Wie aussagekräftig sind Untersuchungen an Tieren in Gefangenschaft? Diese Frage konnte nun zumindest in Bezug auf das Faultier beantwortet werden. Alle bisherigen Schlafstudien haben an Faultieren in Gefangenschaft stattgefunden. Danach schlafen diese Tier mehr als 15 Stunden. Tatsächlich wurde jetzt in Rahmen von Freilandstudien nachgewiesen, dass sie im Durchschnitt sechs Stunden weniger, nämlich nur 9,63 Stunden schlafen.

Möglich wurden diese Untersuchungen durch die Weiterentwicklung einer Technik, die für die Aufnahme von Gehirnströmen bei Menschen gedacht ist. Diese wurde adaptiert an einen Miniatur-Rekorder, der neurophysiologische Daten aufzeichnet. Dieser ermöglichte es den Forschern, die Elektroenzephalogramme von Tieren in ihrer natürlichen Umgebung aufzunehmen.
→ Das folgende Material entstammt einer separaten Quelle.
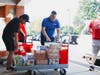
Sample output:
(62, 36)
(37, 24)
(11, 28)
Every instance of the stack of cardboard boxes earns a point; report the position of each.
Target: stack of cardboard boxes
(40, 57)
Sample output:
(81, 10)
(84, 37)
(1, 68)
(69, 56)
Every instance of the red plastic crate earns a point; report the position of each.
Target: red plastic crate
(63, 56)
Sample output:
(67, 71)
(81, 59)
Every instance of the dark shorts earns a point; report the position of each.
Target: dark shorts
(43, 40)
(9, 43)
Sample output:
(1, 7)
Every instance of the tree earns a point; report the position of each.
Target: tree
(89, 9)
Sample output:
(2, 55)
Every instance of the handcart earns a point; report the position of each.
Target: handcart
(58, 65)
(94, 61)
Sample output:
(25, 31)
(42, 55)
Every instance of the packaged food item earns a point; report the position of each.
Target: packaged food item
(53, 61)
(41, 62)
(19, 61)
(63, 57)
(40, 54)
(3, 54)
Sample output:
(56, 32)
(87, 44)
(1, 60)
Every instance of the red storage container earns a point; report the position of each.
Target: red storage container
(27, 47)
(63, 56)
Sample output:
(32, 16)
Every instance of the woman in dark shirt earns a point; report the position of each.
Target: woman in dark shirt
(10, 38)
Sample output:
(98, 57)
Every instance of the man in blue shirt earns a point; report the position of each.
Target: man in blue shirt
(49, 25)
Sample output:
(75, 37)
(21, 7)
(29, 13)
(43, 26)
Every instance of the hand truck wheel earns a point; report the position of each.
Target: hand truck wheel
(30, 72)
(62, 71)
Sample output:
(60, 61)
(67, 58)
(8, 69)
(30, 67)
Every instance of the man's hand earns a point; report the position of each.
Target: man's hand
(16, 47)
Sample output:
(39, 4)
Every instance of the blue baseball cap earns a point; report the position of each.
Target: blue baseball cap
(25, 16)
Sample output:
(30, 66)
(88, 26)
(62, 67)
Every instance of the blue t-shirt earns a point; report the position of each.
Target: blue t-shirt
(50, 26)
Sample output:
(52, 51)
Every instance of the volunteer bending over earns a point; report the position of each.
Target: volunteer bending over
(49, 25)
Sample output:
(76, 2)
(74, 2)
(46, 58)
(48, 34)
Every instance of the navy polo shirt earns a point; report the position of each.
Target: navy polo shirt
(50, 26)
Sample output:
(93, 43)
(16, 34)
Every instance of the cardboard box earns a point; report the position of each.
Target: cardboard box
(63, 57)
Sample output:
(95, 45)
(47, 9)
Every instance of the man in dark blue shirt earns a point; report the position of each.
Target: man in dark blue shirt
(10, 38)
(49, 25)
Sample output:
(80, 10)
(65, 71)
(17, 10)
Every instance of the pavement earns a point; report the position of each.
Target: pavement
(77, 66)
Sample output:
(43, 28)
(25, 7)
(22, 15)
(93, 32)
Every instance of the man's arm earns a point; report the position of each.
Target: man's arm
(16, 40)
(58, 32)
(45, 34)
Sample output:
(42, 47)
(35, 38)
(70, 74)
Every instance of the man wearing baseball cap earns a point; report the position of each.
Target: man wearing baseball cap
(49, 25)
(10, 38)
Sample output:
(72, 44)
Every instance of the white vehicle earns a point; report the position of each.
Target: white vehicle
(85, 40)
Zusätzlich zu zwei Gehirnstromsensoren, welche die Faultiere wie Kappen auf ihrem Kopf trugen, wurden drei erwachsene Tiere auch mit einem Radiotelemetrie-Sender und einem Beschleunigungsmesser um den Hals ausgestattet. So konnten die Forscher die exakte Position und alle Bewegungen der Tiere über 3-5 Tage verfolgen, bevor die Faultiere wieder eingefangen und die Geräte entfernt wurden. Die Aktivität von zwei anderen Dreizehenfaultieren wurde sogar über sieben Monate kontinuierlich durch Radiotelemetrie bestimmt.

Dabei wurden die Positionen der Tiere an ein einzigartiges "Automatisches Telemetriesystem" gefunkt. Dieses haben deutsche und amerikanische Forscher vor einigen Jahren auf der panamesischen Insel "Barro Colorado Island" installiert, einer Forschungsstation des Smithsonian Tropical Research Institutes. "Das Automatische Telemetriesystem ermöglicht eine ganz neue Bandbreite an Verhaltensstudien bei Tieren", sagt Martin Wikelski, einer der Initiatoren des Systems und Koautor der Studie. Wikelski ist inzwischen als Direktor am Max-Planck-Institut für Ornithologie berufen und nach wie vor mit der Princeton University und dem Smithsonian Institut assoziiert. "Wir ermuntern alle Forscher, die Tiere im Freiland untersuchen möchten, sich in unsere Studien mit einzubringen oder selbst mit dem System tätig zu werden", sagt Wikelski.

Gehirnstromaufnahmen im Schlaf bei Faultieren im Freiland zu messen, eröffnet neue Möglichkeiten, ein komplexes Verhalten wie Schlaf auch in einer schwer zugänglichen Umgebung wie die eines tropischen Regenwaldes zu messen. "Es ist faszinierend, dass einige Tierarten viel länger schlafen als andere. Wenn wir die Gründe finden können, die den verschiedenen Schlafmustern zugrunde liegen, dann werden wir besser verstehen, wie Schlaf bei Säugetieren funktioniert, einschließlich des Menschen", sagt Niels Rattenborg.